A report in June this year by ASIP, the Association of Swiss Pension Funds (ASIP) estimated that some two in five plans (43%) were technically underfunded.
In response, the Swiss government has been forced, for the second year in a row, to cut the generous guarantees that once characterised the country’s supplementary pensions pillar.
In 2002, the Swiss authorities cut the minimum income guarantee for pension funds from its historical 4% level to 3.25% from January 2003.
However, with the criteria for determining the minimum interest rate based on returns of 10 year Swiss government bonds (currently hovering just above 2%) and returns on investments (negative in recent years), the Swiss Federal Office for Social Security has decided the guarantee level is still too high.
It has recommended a reduction of the guarantee to 2% – a cut that looks certain to be ratified for implementation from January 2004.
On top of that, Swiss pension funds in serious funding trouble may be exempt from the interest guarantee altogether. Suggestions are that around a third of Swiss funds could be presently below 80% funded and many are already increasing contribution rates in a bid to rebuild technical solvency ratios.

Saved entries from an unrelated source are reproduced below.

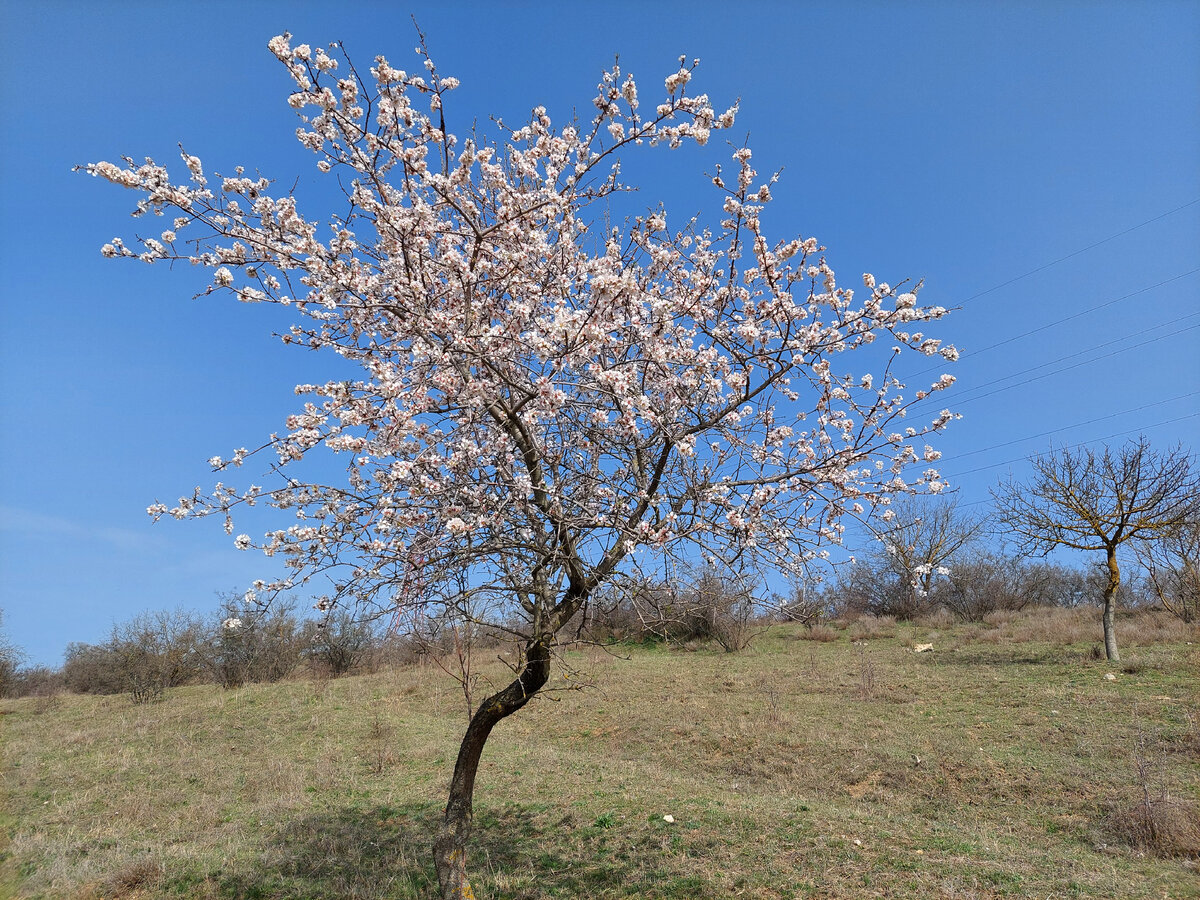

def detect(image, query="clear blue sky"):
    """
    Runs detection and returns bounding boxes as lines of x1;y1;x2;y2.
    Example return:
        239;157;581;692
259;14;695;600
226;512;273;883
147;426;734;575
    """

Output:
2;1;1197;667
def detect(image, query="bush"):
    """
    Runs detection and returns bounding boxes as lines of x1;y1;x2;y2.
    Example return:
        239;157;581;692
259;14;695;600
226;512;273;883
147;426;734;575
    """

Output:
0;609;22;698
60;609;204;700
199;595;302;688
302;609;378;677
775;580;834;628
8;665;63;698
1136;521;1200;623
939;551;1027;622
677;570;759;652
847;615;897;642
111;609;206;702
578;571;760;652
581;578;678;643
62;641;124;694
793;623;839;642
835;560;921;620
1108;797;1200;858
838;497;984;620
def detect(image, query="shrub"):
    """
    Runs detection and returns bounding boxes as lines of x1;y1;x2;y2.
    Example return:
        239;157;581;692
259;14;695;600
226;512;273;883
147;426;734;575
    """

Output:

At the same time, Swiss insurance companies have also taken the opportunity to protect their own balance sheets by upping contribution requirements and dropping their pension conversion rates for the non-mandatory portion of the Swiss second pillar.

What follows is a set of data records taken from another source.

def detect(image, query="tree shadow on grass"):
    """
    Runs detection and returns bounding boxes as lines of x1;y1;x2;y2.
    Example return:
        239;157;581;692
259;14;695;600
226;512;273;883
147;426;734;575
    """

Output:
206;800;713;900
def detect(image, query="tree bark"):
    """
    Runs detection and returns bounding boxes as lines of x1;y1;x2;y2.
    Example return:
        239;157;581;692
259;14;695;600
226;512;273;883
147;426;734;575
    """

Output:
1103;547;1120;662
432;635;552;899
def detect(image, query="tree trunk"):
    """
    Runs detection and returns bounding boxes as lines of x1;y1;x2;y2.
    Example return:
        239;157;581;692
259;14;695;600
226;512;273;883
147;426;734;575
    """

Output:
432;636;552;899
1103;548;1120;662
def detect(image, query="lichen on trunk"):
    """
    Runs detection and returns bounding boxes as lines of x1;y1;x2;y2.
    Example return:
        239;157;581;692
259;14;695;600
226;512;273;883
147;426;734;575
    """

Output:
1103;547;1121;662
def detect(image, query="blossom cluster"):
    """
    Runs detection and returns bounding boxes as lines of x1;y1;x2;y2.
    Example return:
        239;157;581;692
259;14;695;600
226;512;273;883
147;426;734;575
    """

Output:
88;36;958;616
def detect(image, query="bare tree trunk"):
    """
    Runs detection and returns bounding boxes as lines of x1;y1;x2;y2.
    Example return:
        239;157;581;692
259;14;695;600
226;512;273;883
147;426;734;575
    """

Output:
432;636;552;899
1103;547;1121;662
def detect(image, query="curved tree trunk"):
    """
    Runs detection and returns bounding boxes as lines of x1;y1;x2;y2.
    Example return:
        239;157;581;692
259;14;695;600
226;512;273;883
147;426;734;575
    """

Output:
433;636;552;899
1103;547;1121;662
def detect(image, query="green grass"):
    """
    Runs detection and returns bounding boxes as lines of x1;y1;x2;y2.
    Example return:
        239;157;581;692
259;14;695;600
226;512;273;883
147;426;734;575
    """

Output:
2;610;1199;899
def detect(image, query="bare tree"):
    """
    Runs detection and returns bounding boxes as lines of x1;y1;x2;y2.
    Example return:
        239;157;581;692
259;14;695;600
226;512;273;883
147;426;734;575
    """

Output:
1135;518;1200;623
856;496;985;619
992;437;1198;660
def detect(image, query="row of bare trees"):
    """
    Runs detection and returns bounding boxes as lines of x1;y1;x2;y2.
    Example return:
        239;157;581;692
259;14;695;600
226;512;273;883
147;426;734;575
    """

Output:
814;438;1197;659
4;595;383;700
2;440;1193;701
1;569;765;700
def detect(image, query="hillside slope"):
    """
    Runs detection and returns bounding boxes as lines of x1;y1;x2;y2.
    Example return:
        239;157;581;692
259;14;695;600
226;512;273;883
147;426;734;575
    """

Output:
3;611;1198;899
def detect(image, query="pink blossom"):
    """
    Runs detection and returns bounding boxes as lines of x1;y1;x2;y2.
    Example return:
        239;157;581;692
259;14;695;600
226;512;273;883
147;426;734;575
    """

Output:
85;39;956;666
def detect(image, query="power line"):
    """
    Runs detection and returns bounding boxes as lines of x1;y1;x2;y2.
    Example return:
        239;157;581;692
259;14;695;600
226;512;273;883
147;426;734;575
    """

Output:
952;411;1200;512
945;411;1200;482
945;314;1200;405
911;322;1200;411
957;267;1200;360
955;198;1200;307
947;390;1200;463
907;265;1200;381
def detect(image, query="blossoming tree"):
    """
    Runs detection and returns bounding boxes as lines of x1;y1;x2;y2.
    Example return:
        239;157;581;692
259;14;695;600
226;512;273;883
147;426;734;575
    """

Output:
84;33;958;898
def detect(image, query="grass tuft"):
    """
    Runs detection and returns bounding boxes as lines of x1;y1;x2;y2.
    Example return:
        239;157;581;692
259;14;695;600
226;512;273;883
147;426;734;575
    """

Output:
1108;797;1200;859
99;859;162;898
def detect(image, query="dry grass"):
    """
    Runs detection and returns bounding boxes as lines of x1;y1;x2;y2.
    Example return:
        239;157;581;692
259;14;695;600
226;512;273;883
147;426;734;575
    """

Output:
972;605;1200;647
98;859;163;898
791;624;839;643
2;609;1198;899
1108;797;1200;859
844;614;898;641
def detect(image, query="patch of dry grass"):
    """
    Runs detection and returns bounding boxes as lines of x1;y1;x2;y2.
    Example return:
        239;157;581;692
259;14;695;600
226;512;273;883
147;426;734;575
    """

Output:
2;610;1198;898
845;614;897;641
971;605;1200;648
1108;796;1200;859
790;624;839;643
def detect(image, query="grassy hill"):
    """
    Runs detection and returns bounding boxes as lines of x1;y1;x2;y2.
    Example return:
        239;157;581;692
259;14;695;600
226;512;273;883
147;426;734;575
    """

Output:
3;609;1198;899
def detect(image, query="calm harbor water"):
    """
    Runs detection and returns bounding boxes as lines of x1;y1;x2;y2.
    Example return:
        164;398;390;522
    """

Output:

Credit Suisse owned Winterthur announced plans in June to reduce its annuity transfer level from 7.2% to around 5.84% for males aged 65, and 5.45% for females aged 62 for account balances above the mandatory minimum under Swiss law, with the reduction to take effect from January 1 2004.
These pension cost-cutting measures by government and industry alike are not being taken lying down, however.
Swiss unions, already upset by lower pension contribution rates, have responded furiously to the fact that poorly performing funds might now be able to shirk their retirement guarantees.
In addition, an association to protect the small and medium-sized companies most affected by the actions of the Swiss insurers was recently established in Bern. The ‘Schutzgemeinschaft fuer KMU’, headed by Swiss entrepreneur Otto Ineichen, says it will try to stop both Winterthur and Zurich from cutting annuity conversion rates, claiming that exorbitant premium hikes and annuity cuts in company pensions could threaten the very existence of many firms.
Such dissatisfaction has not been lost on the government, which set up two expert commissions last month to analyse any structural problems within the country’s occupational pension system and report back by the year-end.